Bob Mould, especially with Husker Du and Sugar, created blisteringly beautiful walls of sound, waves of melodic distortion, and curtains of metallic noisy pop.

Makes No Sense At all/ Love is All Around (Mary Tyler Moore Theme)

3 comments:

Ruby said...

Nice list Mr.Yak!
No Ace?

Albert Bannatyne said...

Any "best musician" list is so subjective as to be nearly meaningless. It's just a list of the author's favourites! What do you mean by best? Most technically proficient? Most influence (on other guitarists, on music in general, something else)? Most innovative?

Good names on your list. Some weirdness on the other lists.
Not overly familiar with Jack White but I wouldn't have picked him as a guitar god, especially after seeing him next to Jimmy and Edge in It Might Get Loud.

Kim Mitchell is amazing. "Paradise Skies" sounds so great and effortless but those are some tricky chords he's put together there, and the intro to "Go For Soda" is some complicated weirdness that sounds so cool.

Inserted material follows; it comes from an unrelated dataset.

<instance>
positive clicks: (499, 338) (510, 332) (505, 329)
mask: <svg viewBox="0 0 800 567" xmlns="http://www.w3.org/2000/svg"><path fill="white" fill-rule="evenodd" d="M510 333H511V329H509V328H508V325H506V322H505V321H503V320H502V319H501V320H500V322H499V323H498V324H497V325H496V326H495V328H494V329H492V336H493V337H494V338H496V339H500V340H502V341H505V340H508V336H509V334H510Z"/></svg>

Lou Petrovich is a guy that apparently has only played on a single album, but the guitar parts on "Gotta Move" are all fantastic.

Eric Johnson I would have predicted as getting more attention than he does, but he seems to be followed mainly by guitarists.

Next, let's see your list of best bassists!

chris yackoboski said...

Ruby - that's only part 1 down.

Albert:

My list is obviously subjective.

Here's my list of best bassists:

Steve Harris.

That's it!

Kidding. Keep reading, you'll get at least one surprise.